Tipps für den Einsatz von Webfonts
Wenn man sich dazu entschließt, eine Webschrift einzusetzen, sind gewisse Dinge zu berücksichtigen: zum einen steht nicht jede Schrift, die für den Druck erhältlich ist, auch als Webfont zur Verfügung. Zum anderen gibt es erhebliche Unterschiede in den Lizenzmodellen der Anbieter. Leider gibt es diesbezüglich noch keine einheitliche Lösung, da sich der Markt in einer Experimentierphase befindet.
Mit Google Fonts gibt es einen Webdienst, der eine Vielzahl an Webfonts zur kostenfreien Verwendung anbietet. Hier können Schriften kostenlos, ohne das Anlegen eines Nutzerkontos, heruntergeladen und direkt in die Webseite eingebunden werden.

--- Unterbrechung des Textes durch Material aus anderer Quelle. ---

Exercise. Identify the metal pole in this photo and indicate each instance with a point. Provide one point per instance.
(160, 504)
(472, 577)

Am weitesten verbreitet jedoch ist das Mietmodell. Häufig berechnet sich der jährlich zu zahlende Betrag auf Basis von geschätzten Seitenabrufen oder der Unternehmensgröße (nach Mitarbeiteranzahl). Daneben gibt es vereinzelt auch die Möglichkeit, Webschriften für eine einmalige Zahlung unbegrenzt nutzen zu können. Beim Erwerb einer Webfont-Lizenz ist die entsprechende Druckschrift-Lizenz meist nicht im Kauf enthalten. Über ein Nutzerkonto beim entsprechenden Anbieter werden die Schriften verwaltet und die Transaktionen abgewickelt. Üblicherweise werden Banküberweisung, Kreditkartenzahlung sowie das Bezahlen über Online-Bezahldienste wie PayPal angeboten.

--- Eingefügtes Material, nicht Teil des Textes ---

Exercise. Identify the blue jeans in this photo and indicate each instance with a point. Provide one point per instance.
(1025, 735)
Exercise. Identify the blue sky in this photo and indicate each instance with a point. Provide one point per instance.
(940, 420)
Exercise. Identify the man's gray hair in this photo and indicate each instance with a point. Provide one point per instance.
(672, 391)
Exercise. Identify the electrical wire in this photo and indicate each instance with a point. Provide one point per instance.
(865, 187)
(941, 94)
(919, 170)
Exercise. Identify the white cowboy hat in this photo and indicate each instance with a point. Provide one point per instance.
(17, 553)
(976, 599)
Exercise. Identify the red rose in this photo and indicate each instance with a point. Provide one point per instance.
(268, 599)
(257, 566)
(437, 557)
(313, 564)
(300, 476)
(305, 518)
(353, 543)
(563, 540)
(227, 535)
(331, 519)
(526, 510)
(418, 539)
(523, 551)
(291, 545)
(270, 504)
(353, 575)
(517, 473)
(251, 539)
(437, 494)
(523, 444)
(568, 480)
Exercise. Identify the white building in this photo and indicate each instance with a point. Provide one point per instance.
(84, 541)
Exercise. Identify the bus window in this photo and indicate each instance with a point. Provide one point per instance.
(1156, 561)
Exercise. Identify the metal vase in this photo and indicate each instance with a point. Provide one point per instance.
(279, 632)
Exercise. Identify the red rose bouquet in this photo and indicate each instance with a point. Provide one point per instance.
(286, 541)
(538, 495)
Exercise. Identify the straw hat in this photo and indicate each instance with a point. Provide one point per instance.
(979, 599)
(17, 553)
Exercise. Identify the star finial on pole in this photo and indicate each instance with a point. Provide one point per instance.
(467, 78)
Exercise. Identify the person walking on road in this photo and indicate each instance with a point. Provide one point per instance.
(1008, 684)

Zu den bekanntesten kommerziellen Anbietern gehören Monotype, Adobe Typekit und MyFonts. Vor dem Kauf einer Webfont sollte man die Schrift auf verschiedenen Browsern und Betriebssystemen testen und vergleichen. Beim Anbieter MyFonts hat der Käufer nach Erwerb der Lizenz sogar die Möglichkeit, seine Webschrift nach individuellen Wünschen anzupassen und zu verändern. Mit Schriftgestaltungsprogrammen wie Fontforge, FontXChange, iFontmaker, Glyphs und vielen anderen lassen sich auch unternehmenseigene Hausschriften in Webfonts umwandeln und für die Webseite nutzen.
Fazit
Webfonts bieten also für Unternehmen eine gute Möglichkeit, ihr Corporate Design auf ihre Kommunikationskanäle im World Wide Web zu übertragen. Aber nach wie vor braucht es auch das richtige Händchen und ein Gespür für gute Typografie, damit die eingesetzten Schriften ihre Wirkung entfalten können. Typografische Grundregeln, die man z.B. im Standardwerk Lesetypografie von Hans Peter Willberg und Friedrich Forssman nachlesen kann, behalten natürlich auch im Web ihre Gültigkeit. Aber gerade in Verbindung mit der Entwicklung neuer Sehgewohnheiten durch Smartphones und Tablets und den daraus resultierenden Anforderungen an responsive Seitengestaltung und flexible Inhaltsanpassung steigt die Komplexität beim Einsatz typografischer Gestaltung.
Neue Formate wie z.B. multimediale Online-Magazine und interaktive Erlebniswelten erzeugen zusätzliche Herausforderungen, da hier die Grenzen zwischen statischer Inszenierung und dynamischer Animation aufgelöst werden. Gelungene Umsetzungen belohnen jedoch mit einem herausragenden Nutzungserlebnis, das zum Verweilen einlädt und garantiert so manche Empfehlung und Verlinkung nach sich zieht.